Cane Ridge Meeting House

Phone: 859/987-5350
Email: curator@caneridge.org

Hours of Operation: April 1-October 31:

  • 9:00 am-5:00 pm, Monday through Saturday
  • 1:00 pm-5:00 pm on Sundays

Following the advice of pioneer explorer and guide Daniel Boone, a group of Scots-Irish Presbyterians from North Carolina settled in the area in 1790. In 1791, while building homes and establishing livelihoods, they cut and hewed blue ash logs for the Meeting House's walls and oak and chestnut trees for beams and roof supports. The building stands two stories tall, covering 50 by 30 feet. It is believed to be the largest one-room log structure standing in North America.

A young Presbyterian minister, Barton Warren Stone (1772-1844), arrived on the western frontier to pastor at Cane Ridge in 1796. By the end of the century, Presbyterians in Kentucky, southern Ohio, and northern Tennessee traveled to each other's sacramental communion services which typically began on Friday or Saturday and continued through Monday. Joining them in increasing numbers after a meeting at Red River in Logan County in June 1801 were Methodists and Baptists as well as the unchurched.

The Revival of August 1801 at Cane Ridge was the climactic event of the Western Great Revival. It was estimated that 20,000 to 30,000 persons of all ages, cultures and economic levels traveled on foot and on horseback, many bringing wagons with tents and camping provisions. Because of the numbers of people attending and the length of the meeting, Cane Ridge has become the metaphor of the Great Revival.
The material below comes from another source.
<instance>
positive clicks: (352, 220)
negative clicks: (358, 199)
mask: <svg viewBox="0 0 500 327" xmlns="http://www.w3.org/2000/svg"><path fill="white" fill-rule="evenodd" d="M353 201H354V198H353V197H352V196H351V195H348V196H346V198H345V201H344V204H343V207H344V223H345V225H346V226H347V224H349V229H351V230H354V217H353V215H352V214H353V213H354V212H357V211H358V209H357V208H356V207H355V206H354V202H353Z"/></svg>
Worship continued well into the week until provisions for humans and horses ran out.

In 1804, a small group of Presbyterian ministers from Kentucky and Ohio, including Stone, penned and signed a document, "The Last Will and Testament of the Springfield Presbytery", at Cane Ridge that resulted in the birth of a movement seeking unity among Christians along non-sectarian lines. They would call themselves simply "Christians.” The Christian Church (Disciples of Christ), the Churches of Christ (non-instrumental), and the Christian Churches (independent) of the Stone-Campbell movement trace their origins here. This movement is often noted as the first one indigenous to American soil.
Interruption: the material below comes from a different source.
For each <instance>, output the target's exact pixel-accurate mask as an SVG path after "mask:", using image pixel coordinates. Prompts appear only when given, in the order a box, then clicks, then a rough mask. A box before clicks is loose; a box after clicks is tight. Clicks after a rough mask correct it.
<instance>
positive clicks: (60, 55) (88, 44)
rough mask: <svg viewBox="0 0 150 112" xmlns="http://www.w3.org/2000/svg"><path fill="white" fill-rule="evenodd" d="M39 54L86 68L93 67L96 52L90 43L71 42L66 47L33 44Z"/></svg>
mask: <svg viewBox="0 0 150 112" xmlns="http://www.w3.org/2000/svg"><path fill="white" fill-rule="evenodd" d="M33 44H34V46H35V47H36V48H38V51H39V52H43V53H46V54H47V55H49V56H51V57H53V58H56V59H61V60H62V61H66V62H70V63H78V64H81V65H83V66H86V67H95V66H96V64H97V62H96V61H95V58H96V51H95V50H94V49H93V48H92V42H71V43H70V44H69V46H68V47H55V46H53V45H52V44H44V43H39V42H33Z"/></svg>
Cane Ridge Christian Church congregation continued until 1921 when the declining congregation disbanded. The historic old building stood in its place awaiting recognition of its proper place in cultural and religious history. In the 1930s the ministry of Barton Warren Stone was discovered anew. His role in the Cane Ridge Revival and the development of the Christians of the West sparked the desire to restore the Meeting House to its original appearance. This led to the organization by the Disciples of Christ of the Cane Ridge Preservation Project. In 1934, it was recognized by the US Dept. of the Interior as a building of national significance deemed worthy of saving. To protect it from weather, vermin, and woodpeckers, in 1957 a golden limestone superstructure around the log church was dedicated.